See Peggy Noonan in today’s Wall Street Journal.  She nails it.  As the President was speaking of the importance of faith at the Prayer Breakfast, he and his administration cracked down on the Catholic Church.  Here is how Peggy puts it.  This week,



the president signed off on a Health and Human Services ruling that says under ObamaCare Catholic Institutions—including its charities, hospitals and schools—will be required by law, for the first time ever, to provide and pay for insurance coverage that includes contraceptives, abortion-inducing drugs and sterilization procedures. If they do not, they will face ruinous fines in the millions of dollars. Or they can always go out of business.



In other words, the Catholic Church was told this week that its institutions can't be Catholic anymore.



I invite you to imagine the moment we are living in without the church's charities, hospitals and schools. And if you know anything about those organizations, you know it is a fantasy that they can afford millions in fines.



There was no reason to make this ruling—none. Except ideology.



I do not want to give the First Amendment short shrift in moving on, but this quote unquote constitutional scholar of a President we have has done far worse with this decision—he’s eviscerated the First Amendment, not violated it, eviscerated it.  He would actually have a long way to go from here to get us to contempt of the Constitution, this is actually beneath such contempt.  If a church—which does great things for this country and the world—can’t be a church, that’s not a violation of the First Amendment, that is the end of the First Amendment.



Let us go to the Attorney General yesterday, testifying on Fast and Furious yesterday before the House of Representatives.  We can say a lot about the invocation of executive privilege the Democrats have now rediscovered after slamming President Bush and Vice President Cheney over its use for eight years about far less consequential things than the death of a federal agent and the loss of a lot of Mexican lives.  But notice something in yesterday’s hearings even I forgot about—Eric Holder admitted he is now, quote, “at a point where we are about to close those investigations.”  What investigations?  The investigations of CIA agents who interrogated terrorists we captured.  I thought that was done and over with long ago—I was wrong.  We put good Americans who were helping us glean information from terrorists in the dock of the Justice Department (even as we lament why more people are not interested in signing up to defend this county) and now—now—three years later we are “about to close those investigations.”  Three years too late.  The investigations should not have ever even commenced.  Only those embarrassed by our success in the war against Islamic radicals would put our own men under investigation for interrogating terrorists.  We deserve a lot better.



Let me put it this way: We deserve a lot better on a lot of fronts.  And it comes down to what I just said: Not being embarrassed about or for America.  Not our way of life, not our way of empowering people, not our faith, and not our way of defending our way of life from those who would end it in the most gruesome ways possible, blowing out all the moral lights.



But embarrassed by success and power we are.

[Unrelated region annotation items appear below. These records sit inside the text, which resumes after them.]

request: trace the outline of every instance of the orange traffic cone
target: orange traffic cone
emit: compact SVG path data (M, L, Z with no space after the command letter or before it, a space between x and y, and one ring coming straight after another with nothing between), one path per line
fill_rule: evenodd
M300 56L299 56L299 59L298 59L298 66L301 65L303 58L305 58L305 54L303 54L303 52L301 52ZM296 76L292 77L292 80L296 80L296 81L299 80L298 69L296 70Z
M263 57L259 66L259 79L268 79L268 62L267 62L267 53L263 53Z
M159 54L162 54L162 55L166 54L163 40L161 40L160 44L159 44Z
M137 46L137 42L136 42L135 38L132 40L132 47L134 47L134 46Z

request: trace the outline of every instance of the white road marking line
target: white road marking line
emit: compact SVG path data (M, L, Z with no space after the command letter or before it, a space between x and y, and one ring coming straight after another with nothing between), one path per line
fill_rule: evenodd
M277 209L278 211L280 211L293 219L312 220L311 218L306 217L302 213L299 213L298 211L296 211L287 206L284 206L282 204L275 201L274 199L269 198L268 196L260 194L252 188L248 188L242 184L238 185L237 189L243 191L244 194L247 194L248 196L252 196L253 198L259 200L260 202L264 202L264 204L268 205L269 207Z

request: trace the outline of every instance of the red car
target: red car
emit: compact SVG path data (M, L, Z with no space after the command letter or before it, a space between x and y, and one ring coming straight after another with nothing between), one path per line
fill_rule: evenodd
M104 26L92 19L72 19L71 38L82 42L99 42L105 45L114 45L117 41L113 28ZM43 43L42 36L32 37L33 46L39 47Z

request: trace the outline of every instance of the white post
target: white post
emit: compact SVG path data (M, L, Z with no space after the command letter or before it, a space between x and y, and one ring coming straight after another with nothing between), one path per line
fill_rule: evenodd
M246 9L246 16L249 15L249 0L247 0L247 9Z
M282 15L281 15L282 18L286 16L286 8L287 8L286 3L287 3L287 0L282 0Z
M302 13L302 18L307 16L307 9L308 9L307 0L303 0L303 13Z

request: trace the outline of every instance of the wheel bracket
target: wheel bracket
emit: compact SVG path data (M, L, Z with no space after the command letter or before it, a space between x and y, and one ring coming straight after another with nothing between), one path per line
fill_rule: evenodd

And that is how countries fall, they stop believing in themselves. But that is why President Obama went on an apology tour his first year in office.  And that is why we appease our enemies.  Note just yesterday what our Secretary of Defense Leon Panetta did: he undercut Israel once again, telling the mainstream media that Israel is likely to strike Iran in April, May, or June.  What was the point of that message?  It could only be one of two things: a) to warn Israel to back off (broadcasting the US would not support such a move) or b), more nefariously, to warn the Iranians.  Either way: undercut an ally, help an enemy.



“What has happened?” I asked at the beginning of this monologue?  The answer is we took a flight from our senses in experimenting with far left ideology and placing that experiment in the White House.  It failed.  We must hold this President, our politics, and ourselves, accountable.  That time is this year.  Let us not fail in that, for if we do, the consequences, I fear, will be irreversible.